Two leading businesses in the legal hemp industry, IHC Investments, Inc., and Bluestar Operations, LLC, have filed separate Petitions for Review of Final Agency Action against the Drug Enforcement Administration (DEA) and its leadership. These coordinated legal challenges, filed in the U.S. Court of Appeals for the Ninth Circuit and the Fourth Circuit, contest the DEA’s final rule published on May 4, 2026, which classifies hemp-derived Hexahydrocannabinol (HHC) as a Schedule I controlled substance.
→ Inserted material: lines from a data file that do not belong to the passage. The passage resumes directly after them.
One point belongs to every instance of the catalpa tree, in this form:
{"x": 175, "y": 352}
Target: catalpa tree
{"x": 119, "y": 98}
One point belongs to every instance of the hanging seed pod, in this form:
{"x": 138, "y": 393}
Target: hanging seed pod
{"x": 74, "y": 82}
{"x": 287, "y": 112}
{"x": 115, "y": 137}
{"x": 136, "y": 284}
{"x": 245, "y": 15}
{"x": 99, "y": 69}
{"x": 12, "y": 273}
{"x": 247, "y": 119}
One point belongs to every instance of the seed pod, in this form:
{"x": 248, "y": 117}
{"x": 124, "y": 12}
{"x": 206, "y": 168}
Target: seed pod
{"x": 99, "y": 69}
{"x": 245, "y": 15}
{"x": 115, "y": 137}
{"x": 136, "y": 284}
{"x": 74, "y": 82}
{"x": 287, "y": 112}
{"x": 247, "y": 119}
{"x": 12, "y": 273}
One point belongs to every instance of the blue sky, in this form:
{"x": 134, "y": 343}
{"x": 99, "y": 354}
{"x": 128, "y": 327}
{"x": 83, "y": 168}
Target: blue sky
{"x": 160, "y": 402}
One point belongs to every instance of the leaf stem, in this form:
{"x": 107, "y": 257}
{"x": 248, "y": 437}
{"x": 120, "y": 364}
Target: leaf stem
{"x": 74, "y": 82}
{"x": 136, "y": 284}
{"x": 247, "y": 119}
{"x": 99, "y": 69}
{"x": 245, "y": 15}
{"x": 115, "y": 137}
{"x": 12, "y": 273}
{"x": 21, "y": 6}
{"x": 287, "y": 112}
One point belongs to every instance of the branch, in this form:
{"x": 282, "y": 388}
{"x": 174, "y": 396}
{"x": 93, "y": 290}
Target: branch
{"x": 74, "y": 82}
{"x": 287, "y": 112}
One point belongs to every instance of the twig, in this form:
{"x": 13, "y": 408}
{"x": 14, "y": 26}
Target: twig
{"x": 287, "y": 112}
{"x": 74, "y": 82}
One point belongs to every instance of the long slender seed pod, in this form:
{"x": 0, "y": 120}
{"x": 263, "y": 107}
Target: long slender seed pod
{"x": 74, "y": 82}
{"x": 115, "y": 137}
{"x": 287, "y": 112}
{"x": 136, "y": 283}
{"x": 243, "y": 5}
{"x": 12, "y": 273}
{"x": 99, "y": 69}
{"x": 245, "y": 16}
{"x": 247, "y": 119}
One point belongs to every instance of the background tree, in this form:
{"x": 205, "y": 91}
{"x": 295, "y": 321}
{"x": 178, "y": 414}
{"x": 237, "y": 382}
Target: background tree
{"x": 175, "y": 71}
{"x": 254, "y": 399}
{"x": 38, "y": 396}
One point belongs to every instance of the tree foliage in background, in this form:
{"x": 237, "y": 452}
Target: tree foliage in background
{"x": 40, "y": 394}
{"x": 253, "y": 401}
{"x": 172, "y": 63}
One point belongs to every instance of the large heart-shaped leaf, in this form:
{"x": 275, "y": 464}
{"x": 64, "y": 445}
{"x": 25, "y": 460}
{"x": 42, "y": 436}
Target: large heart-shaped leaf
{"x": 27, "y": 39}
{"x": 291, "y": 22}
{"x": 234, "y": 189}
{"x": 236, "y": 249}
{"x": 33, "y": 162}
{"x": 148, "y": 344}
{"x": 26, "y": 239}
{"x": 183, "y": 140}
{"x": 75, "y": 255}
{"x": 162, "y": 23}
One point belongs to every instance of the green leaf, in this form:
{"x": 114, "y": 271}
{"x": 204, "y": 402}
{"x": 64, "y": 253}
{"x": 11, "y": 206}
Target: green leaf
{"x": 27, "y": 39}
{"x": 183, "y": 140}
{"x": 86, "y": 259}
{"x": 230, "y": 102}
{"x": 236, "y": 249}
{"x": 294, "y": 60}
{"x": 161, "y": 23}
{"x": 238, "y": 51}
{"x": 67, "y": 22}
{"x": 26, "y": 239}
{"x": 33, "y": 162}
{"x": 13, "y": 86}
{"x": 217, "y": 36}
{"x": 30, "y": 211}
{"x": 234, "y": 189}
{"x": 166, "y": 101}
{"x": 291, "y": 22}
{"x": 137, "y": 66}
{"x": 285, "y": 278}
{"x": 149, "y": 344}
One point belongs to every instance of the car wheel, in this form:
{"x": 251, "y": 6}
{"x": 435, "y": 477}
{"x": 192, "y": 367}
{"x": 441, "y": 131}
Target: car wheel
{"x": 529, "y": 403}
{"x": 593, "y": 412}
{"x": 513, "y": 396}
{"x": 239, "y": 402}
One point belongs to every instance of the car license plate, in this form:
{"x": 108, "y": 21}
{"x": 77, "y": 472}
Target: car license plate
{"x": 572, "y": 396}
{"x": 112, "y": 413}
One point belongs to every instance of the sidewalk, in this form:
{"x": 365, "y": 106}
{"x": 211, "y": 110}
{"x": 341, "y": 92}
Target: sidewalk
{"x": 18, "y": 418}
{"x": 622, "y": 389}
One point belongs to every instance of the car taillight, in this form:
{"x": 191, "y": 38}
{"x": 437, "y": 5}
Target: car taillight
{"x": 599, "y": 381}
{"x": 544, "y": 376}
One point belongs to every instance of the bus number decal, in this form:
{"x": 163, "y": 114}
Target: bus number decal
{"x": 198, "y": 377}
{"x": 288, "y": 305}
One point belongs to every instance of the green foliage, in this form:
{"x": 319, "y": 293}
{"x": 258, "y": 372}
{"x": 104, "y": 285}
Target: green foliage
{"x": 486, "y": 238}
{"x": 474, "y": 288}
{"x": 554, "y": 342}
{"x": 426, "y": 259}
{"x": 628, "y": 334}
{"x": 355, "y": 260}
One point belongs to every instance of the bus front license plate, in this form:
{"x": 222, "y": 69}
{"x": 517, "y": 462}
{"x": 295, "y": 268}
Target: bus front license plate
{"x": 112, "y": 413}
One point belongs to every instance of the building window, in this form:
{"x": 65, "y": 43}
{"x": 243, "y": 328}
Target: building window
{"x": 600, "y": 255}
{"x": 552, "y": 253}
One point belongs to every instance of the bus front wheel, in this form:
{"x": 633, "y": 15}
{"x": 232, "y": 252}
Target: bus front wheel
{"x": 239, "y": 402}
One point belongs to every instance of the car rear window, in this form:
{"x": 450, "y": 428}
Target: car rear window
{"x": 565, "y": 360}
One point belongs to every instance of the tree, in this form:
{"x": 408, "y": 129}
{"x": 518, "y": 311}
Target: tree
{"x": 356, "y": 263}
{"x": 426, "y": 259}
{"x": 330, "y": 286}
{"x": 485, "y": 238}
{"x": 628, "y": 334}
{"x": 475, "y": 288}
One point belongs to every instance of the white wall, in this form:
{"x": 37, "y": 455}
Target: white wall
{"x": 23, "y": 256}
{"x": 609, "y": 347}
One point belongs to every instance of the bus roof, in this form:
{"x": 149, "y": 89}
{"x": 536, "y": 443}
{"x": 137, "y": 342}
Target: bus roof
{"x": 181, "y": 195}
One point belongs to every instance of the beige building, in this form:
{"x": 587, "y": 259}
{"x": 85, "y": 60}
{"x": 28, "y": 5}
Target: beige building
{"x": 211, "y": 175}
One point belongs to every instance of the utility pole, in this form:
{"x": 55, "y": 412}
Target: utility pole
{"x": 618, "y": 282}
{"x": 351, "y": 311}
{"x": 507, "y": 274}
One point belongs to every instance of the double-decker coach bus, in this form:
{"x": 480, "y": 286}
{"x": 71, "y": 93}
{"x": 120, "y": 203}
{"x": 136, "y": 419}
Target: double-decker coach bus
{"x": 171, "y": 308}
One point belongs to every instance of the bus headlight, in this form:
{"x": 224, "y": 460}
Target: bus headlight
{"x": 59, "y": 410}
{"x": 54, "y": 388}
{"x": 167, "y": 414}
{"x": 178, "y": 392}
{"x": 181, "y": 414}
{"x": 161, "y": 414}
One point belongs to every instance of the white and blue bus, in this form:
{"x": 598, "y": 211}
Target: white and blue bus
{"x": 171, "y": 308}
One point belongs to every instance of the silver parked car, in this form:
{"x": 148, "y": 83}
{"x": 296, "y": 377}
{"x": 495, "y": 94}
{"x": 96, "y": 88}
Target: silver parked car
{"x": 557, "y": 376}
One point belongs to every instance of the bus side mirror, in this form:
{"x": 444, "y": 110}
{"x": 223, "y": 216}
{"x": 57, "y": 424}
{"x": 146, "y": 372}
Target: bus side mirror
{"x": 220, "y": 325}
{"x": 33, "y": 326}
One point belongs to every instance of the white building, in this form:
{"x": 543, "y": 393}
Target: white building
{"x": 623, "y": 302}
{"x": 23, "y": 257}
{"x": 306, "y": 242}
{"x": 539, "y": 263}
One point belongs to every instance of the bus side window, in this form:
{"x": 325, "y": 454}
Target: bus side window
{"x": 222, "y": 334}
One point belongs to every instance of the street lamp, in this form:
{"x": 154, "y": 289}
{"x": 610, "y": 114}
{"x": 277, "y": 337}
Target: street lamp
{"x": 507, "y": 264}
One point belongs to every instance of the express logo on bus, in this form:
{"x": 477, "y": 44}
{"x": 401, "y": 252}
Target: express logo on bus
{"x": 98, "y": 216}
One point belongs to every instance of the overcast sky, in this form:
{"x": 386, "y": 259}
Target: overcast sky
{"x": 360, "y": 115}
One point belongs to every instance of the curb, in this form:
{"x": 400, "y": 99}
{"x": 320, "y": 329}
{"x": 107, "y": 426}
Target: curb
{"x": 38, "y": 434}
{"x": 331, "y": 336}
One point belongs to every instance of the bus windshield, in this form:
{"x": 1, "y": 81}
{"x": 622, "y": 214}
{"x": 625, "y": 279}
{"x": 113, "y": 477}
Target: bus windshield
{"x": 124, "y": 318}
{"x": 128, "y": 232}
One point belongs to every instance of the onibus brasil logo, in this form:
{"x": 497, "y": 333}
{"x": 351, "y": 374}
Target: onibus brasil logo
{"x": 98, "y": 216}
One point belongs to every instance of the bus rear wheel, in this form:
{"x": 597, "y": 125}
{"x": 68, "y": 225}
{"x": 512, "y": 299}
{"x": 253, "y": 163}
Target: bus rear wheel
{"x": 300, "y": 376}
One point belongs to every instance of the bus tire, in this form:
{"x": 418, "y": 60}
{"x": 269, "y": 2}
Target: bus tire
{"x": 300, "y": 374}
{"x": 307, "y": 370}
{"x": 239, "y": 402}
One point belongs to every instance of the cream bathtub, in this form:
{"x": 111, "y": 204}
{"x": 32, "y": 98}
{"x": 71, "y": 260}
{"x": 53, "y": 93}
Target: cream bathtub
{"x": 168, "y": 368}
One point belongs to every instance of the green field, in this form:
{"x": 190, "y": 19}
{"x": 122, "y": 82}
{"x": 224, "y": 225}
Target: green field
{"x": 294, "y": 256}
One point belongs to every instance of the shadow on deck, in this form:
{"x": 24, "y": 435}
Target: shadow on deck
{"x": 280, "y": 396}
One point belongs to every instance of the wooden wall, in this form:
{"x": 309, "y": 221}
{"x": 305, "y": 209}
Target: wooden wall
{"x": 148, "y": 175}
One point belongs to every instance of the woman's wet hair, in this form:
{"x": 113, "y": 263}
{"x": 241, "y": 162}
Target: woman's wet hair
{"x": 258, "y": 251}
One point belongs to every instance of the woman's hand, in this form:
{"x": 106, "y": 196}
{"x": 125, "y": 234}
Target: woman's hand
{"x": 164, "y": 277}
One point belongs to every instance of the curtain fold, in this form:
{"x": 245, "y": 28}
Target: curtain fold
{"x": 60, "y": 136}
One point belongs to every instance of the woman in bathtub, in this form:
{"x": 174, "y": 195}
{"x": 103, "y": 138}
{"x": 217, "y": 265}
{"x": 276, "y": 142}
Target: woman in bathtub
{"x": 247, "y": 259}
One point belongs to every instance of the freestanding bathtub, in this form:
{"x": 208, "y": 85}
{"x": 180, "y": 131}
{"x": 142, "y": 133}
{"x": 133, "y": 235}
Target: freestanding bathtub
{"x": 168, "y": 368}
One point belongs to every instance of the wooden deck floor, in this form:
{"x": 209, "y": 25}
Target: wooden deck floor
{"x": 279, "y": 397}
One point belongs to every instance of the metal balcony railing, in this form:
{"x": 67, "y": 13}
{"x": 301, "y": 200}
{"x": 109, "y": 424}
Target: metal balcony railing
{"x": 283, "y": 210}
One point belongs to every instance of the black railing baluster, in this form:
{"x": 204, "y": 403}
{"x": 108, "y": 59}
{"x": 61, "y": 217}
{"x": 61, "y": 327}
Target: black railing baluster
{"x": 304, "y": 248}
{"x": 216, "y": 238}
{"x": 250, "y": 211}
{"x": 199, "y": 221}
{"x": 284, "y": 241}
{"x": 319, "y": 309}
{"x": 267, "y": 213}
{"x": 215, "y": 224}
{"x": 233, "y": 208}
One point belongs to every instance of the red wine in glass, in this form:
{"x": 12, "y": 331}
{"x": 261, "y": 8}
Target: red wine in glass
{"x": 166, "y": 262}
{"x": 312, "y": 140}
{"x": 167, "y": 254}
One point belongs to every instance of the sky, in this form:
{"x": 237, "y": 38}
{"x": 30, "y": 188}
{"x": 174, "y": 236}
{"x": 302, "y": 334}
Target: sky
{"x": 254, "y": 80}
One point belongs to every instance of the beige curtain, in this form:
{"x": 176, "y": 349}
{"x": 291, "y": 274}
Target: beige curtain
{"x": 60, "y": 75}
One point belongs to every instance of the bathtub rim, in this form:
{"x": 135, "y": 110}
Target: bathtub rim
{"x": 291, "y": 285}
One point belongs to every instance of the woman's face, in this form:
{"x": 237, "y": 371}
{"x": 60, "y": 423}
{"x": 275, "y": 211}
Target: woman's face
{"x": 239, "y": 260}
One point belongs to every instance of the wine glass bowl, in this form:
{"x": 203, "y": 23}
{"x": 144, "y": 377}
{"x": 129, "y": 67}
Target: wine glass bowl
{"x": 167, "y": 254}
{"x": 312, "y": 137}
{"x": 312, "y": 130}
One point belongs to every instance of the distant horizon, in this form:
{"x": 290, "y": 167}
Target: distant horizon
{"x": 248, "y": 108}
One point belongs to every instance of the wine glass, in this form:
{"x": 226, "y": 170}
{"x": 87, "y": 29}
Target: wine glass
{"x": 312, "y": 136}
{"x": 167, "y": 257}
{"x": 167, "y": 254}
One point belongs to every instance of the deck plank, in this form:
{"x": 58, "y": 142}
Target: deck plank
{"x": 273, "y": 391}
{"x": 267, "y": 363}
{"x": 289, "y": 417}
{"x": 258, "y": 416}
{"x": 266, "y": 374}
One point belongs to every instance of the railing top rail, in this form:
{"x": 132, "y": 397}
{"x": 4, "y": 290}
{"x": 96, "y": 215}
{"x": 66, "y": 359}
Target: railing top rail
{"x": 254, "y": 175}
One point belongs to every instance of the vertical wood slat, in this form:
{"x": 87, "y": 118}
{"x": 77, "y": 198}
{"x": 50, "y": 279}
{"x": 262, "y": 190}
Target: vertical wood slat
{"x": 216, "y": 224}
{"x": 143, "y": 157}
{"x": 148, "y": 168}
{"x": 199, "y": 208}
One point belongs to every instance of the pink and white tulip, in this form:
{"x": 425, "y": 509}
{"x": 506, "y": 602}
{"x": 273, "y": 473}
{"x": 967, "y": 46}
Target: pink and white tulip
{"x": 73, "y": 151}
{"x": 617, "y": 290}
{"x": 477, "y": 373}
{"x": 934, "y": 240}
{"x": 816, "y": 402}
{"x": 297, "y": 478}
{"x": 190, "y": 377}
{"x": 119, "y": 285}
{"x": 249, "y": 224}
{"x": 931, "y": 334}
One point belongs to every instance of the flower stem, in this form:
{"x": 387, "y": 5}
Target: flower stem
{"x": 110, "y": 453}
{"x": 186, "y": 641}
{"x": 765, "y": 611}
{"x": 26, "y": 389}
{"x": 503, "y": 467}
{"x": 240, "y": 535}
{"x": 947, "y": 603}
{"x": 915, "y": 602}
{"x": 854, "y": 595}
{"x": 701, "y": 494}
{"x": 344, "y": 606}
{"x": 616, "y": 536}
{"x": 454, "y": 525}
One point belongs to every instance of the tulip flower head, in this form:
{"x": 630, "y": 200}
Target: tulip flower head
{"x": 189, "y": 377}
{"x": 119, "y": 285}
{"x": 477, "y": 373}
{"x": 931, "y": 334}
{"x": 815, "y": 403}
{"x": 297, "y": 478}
David Sergi of San Marcos, TX, is lead counsel for IHC Investments, and J. Gregory Troutman of Louisville, KY, is lead counsel for Bluestar Operations.
An online media briefing about both cases will be held on Tuesday, June 2, 2026, at 2 pm CDT. To register for the Zoom press conference, please follow this link: https://us02web.zoom.us/webinar/register/WN_zb3i47gvRQu3v0oFScVoAg
The simultaneous lawsuits argue that the DEA’s action is an unlawful administrative overreach that undermines the protections and market stability established by the 2018 Farm Bill.
Direct Conflict with the 2018 Farm Bill
The core of both legal challenges rests on the clear, expansive definition of “hemp ” outlined in the Agriculture Improvement Act of 2018 (the “2018 Farm Bill”). The petitioners assert that:
- The 2018 Farm Bill explicitly removed hemp and all of its “derivatives, extracts, cannabinoids, and isomers” with a delta-9 THC concentration of not more than 0.3 percent from the Controlled Substances Act (CSA).
- Hemp-derived HHC is a protected hemp derivative, and the DEA’s interpretation unlawfully inserts restrictions Congress neither intended nor enacted.1
- The DEA’s attempt to label commercially produced HHC as “synthetic THC” conflicts with the plain text, structure, and purpose of the 2018 Farm Bill.1
Reinforcing the Challenge with Federal Precedent
The lawsuit filed by Bluestar Operations, LLC, in the Fourth Circuit highlights that the DEA cannot displace Congress’s hemp definition through an agency interpretation. The petition cites the Fourth Circuit’s own precedent in Anderson v. Diamondback Investment Group, LLC, arguing that the legality of hemp-derived cannabinoid products turns on compliance with the Farm Bill’s delta-9 THC threshold, not on agency interpretations that criminalize cannabinoids merely because they undergo post-harvest processing or conversion.
Invoking the Major Questions Doctrine
Both petitions stress that the DEA’s rule violates the “Major Questions Doctrine,” a legal principle that requires clear congressional authorization for agency action on issues of vast “economic and political significance”.
The filings contend that:
- The regulation of the multi-billion-dollar hemp and cannabinoid industry is a matter of significant economic importance, and the DEA lacks clear congressional authorization to criminalize broad categories of hemp derivatives unilaterally.
- The Challenged Action threatens substantial criminal and economic consequences for manufacturers, retailers, and consumers operating lawfully across the country.
Impact on the Industry
“This is a coordinated defense of the rule of law and the stability of the American hemp industry,” said Sergi. “The DEA is attempting to redefine federal law through administrative fiat, causing immediate and irreparable harm to businesses operating in reliance upon the 2018 Farm Bill. These lawsuits in two different circuits demonstrate that the threat from the DEA’s unlawful overreach is national in scope.”